Combining Avalanche RANDAO and verifiable delay functions

TL;DR: In the past, it has been questioned whether Avalanche RANDAO and verifiable delay functions (vdfs) are compatible, because Avalanche RANDAO allows large parties in the staking pool a “lookahead” on the entropy, so that they can start the vdf computation early. However, this is actually only a problem if the vdf output can be used to bias the entropy. This is only possible during the “effective lookahead” period, the time difference between knowing the secret and being able to exert influence on it. For n=128, the effective lookahead period is 22-34 [p=0.01-0.001] reveal periods for an adversary controlling 40% of validators, and 41-55 reveal periods for one controlling 50% of validators.

Intro

Avalanche RANDAO [Avalanche RANDAO – a construction to minimize RANDAO biasability in the face of large coalitions of validators] is a construction to harden the commit-reveal RANDAO. Verifiable delay functions can be used for a similar purpose [Minimal VDF randomness beacon]. Can we combine these two approaches to have an even stronger randomness beacon?

Avalanche RANDAO effective lookahead period

We define the “effective lookahead” period as the number of reveal periods between the time that an adversary knows the result of the RANDAO (assuming everyone reveals) and the last committee that the adversary completely controls, which is the latest time at which they could influence the result.

If an adversary can compute the vdf result faster than the effective lookahead period, they can bias the result by choosing whether to reveal in the committee that they fully control.

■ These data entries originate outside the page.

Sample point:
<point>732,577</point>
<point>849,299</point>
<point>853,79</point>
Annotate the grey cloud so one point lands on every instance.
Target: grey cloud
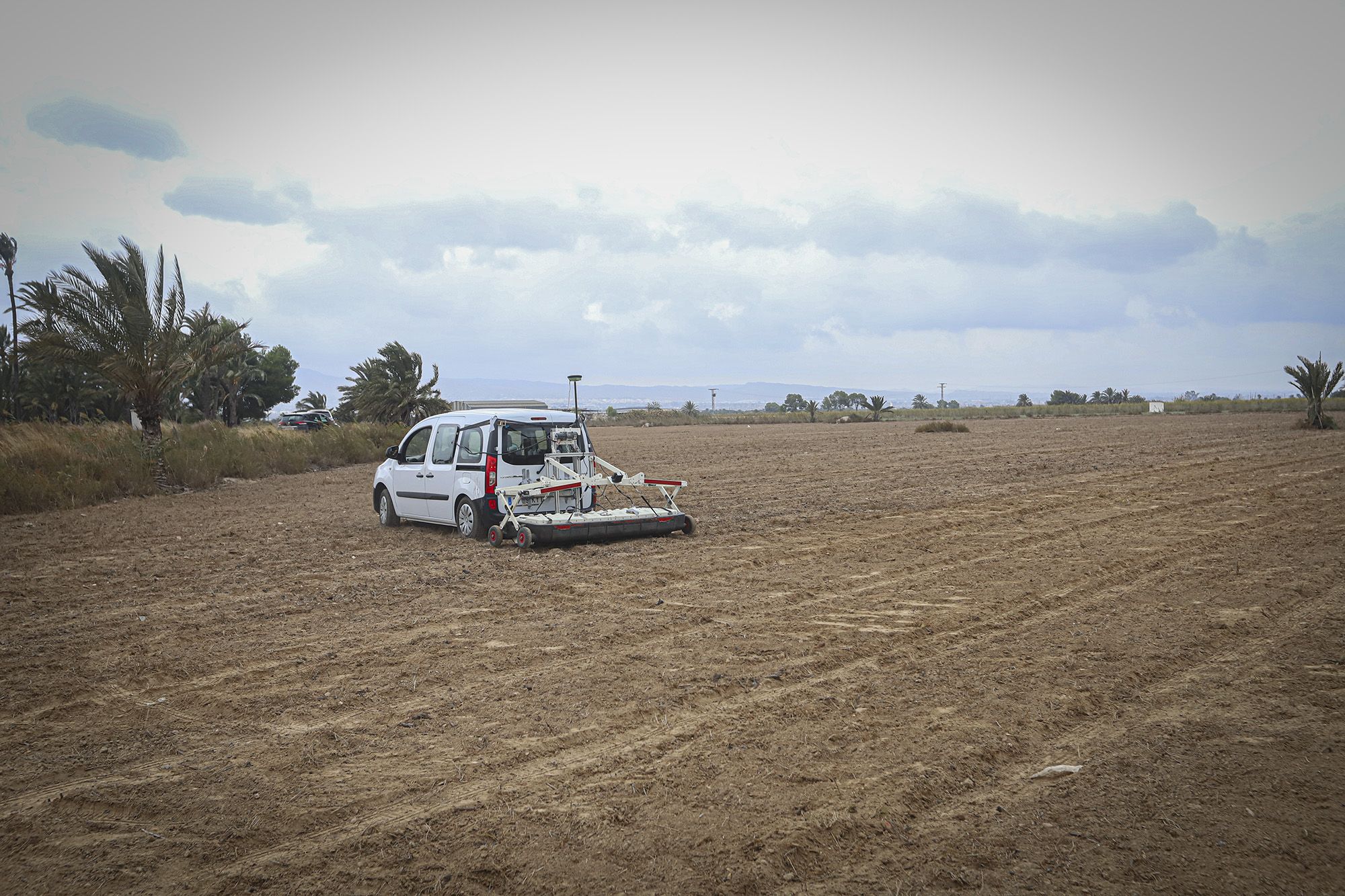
<point>1133,241</point>
<point>79,122</point>
<point>966,229</point>
<point>237,200</point>
<point>416,235</point>
<point>744,227</point>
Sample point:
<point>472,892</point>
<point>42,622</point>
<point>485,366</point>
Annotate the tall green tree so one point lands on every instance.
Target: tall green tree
<point>876,405</point>
<point>1066,397</point>
<point>388,388</point>
<point>53,391</point>
<point>276,386</point>
<point>1316,381</point>
<point>9,255</point>
<point>131,331</point>
<point>313,401</point>
<point>241,374</point>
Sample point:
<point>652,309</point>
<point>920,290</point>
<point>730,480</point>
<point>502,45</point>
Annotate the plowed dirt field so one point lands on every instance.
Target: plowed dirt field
<point>843,682</point>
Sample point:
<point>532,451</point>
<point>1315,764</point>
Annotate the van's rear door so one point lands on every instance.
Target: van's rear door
<point>523,452</point>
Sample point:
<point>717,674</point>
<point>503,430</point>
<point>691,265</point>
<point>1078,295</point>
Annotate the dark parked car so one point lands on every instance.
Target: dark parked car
<point>307,420</point>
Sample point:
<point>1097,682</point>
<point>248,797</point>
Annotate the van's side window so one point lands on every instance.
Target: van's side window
<point>416,446</point>
<point>443,452</point>
<point>470,447</point>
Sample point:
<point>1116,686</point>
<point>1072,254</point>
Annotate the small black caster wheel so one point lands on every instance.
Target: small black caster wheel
<point>496,537</point>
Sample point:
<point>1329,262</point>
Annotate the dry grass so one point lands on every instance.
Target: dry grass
<point>48,466</point>
<point>942,425</point>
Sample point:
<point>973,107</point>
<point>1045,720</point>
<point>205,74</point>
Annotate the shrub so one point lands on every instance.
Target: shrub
<point>49,466</point>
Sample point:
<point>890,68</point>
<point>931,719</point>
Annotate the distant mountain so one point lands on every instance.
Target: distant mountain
<point>743,396</point>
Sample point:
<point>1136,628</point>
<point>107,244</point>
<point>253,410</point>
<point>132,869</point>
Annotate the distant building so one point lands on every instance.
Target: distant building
<point>527,404</point>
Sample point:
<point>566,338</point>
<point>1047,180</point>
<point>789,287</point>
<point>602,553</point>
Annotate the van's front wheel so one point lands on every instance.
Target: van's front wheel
<point>469,525</point>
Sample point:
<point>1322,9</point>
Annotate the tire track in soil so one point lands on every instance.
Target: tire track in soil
<point>689,720</point>
<point>40,798</point>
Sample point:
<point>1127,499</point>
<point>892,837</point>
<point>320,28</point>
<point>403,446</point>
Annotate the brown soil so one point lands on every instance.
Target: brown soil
<point>843,682</point>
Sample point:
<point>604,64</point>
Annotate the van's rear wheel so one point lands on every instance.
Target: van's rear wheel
<point>387,513</point>
<point>469,525</point>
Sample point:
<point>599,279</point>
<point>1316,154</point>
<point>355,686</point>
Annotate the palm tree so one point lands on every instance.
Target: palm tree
<point>313,401</point>
<point>52,391</point>
<point>388,388</point>
<point>206,391</point>
<point>9,252</point>
<point>876,407</point>
<point>240,370</point>
<point>1316,381</point>
<point>132,333</point>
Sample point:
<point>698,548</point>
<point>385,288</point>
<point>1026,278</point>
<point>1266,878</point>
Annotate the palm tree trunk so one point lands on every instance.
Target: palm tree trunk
<point>14,361</point>
<point>153,436</point>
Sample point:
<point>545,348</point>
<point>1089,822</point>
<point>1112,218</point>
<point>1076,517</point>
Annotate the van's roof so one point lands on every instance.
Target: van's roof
<point>517,415</point>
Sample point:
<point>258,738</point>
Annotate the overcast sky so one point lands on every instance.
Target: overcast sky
<point>993,196</point>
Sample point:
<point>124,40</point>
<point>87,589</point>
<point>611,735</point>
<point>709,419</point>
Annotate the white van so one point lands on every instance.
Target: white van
<point>449,467</point>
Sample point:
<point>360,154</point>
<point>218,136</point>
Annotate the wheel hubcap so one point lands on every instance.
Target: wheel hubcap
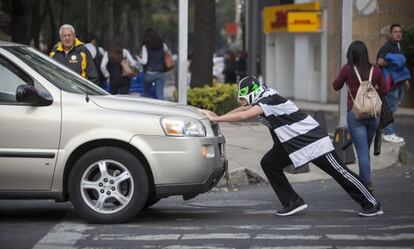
<point>107,186</point>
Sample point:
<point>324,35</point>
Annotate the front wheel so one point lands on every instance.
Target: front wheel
<point>108,185</point>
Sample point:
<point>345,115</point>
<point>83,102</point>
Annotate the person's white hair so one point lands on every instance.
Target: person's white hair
<point>66,26</point>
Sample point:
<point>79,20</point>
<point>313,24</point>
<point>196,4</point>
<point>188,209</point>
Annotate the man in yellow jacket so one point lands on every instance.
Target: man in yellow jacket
<point>72,53</point>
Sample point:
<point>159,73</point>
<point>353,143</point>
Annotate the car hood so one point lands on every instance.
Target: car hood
<point>146,105</point>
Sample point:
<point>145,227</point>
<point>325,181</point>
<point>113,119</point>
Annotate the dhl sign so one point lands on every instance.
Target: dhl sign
<point>303,17</point>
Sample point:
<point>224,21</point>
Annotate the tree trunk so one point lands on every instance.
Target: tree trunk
<point>202,60</point>
<point>21,20</point>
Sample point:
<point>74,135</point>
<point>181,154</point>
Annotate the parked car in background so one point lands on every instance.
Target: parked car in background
<point>64,138</point>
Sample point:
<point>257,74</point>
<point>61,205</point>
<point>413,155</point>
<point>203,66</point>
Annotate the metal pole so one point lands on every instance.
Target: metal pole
<point>252,31</point>
<point>342,137</point>
<point>88,19</point>
<point>182,50</point>
<point>345,41</point>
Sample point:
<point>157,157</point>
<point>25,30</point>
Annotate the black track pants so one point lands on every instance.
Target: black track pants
<point>276,159</point>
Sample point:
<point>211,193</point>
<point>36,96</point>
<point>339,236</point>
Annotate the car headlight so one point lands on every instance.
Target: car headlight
<point>183,127</point>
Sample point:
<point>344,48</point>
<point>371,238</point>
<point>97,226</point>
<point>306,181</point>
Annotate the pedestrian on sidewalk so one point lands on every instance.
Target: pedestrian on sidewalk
<point>152,58</point>
<point>392,61</point>
<point>116,66</point>
<point>362,130</point>
<point>298,139</point>
<point>72,53</point>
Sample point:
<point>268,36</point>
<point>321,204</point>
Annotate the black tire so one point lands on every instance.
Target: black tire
<point>136,180</point>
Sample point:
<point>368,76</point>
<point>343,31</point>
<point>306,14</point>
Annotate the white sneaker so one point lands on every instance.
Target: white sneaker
<point>392,138</point>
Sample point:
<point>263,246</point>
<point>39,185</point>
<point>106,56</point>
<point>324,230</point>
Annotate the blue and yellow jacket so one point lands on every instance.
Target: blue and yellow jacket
<point>78,59</point>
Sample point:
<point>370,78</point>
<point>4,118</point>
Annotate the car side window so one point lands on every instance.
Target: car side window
<point>10,78</point>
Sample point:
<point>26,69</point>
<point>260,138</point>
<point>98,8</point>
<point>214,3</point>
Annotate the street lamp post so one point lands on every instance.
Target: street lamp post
<point>342,137</point>
<point>182,50</point>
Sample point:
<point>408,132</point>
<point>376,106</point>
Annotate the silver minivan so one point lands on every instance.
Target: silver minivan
<point>63,138</point>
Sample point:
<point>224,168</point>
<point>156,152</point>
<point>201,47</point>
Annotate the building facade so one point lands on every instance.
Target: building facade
<point>302,63</point>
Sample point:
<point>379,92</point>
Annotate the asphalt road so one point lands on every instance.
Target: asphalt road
<point>237,219</point>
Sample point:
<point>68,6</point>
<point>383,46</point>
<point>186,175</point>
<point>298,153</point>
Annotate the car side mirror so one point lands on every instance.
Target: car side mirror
<point>29,94</point>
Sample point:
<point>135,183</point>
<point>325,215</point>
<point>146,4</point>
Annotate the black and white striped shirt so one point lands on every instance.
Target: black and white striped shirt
<point>300,135</point>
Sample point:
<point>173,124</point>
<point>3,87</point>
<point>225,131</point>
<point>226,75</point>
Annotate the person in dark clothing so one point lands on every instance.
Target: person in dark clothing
<point>229,70</point>
<point>152,58</point>
<point>394,97</point>
<point>112,69</point>
<point>362,130</point>
<point>298,139</point>
<point>97,55</point>
<point>72,53</point>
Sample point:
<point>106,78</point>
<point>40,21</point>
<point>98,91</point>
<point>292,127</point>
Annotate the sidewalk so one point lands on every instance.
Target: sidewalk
<point>334,108</point>
<point>246,143</point>
<point>308,105</point>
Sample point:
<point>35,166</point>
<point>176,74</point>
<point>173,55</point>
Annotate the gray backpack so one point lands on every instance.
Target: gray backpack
<point>367,102</point>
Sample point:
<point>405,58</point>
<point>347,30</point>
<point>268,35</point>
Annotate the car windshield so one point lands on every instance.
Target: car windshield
<point>57,74</point>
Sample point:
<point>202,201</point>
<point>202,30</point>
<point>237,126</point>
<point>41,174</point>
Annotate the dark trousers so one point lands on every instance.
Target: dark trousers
<point>276,159</point>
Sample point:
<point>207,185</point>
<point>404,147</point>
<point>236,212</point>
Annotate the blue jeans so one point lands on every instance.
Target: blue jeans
<point>362,132</point>
<point>394,99</point>
<point>158,78</point>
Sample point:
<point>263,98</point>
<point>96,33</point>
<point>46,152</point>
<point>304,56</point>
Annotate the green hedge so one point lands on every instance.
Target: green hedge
<point>219,98</point>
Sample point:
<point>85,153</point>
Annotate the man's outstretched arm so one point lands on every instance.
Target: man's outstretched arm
<point>240,115</point>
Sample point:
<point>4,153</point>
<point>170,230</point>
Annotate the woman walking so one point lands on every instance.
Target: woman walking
<point>152,58</point>
<point>362,130</point>
<point>112,68</point>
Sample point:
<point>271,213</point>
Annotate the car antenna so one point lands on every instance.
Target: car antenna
<point>87,95</point>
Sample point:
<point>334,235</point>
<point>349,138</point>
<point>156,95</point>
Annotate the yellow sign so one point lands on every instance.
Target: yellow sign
<point>304,22</point>
<point>275,18</point>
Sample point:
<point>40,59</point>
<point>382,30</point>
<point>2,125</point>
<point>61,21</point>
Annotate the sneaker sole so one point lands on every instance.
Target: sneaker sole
<point>300,208</point>
<point>379,212</point>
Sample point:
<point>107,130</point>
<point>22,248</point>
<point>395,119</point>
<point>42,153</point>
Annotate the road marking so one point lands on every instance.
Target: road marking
<point>294,247</point>
<point>385,237</point>
<point>374,247</point>
<point>151,237</point>
<point>195,247</point>
<point>216,236</point>
<point>285,237</point>
<point>63,235</point>
<point>394,227</point>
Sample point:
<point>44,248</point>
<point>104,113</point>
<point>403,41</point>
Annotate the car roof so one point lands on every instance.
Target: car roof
<point>9,44</point>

In most cases, the effective for adversaries controlling less than 50% of the validators is zero or negative: At the time that the secret is known to them, it is already too late to influence it (they do not fully control any of the committees that still has to reveal). But if a vdf is computed using the Avalanche RANDAO output, and the adversary cannot compute it faster than the effective lookahead period, then they will still be unable to bias the entropy.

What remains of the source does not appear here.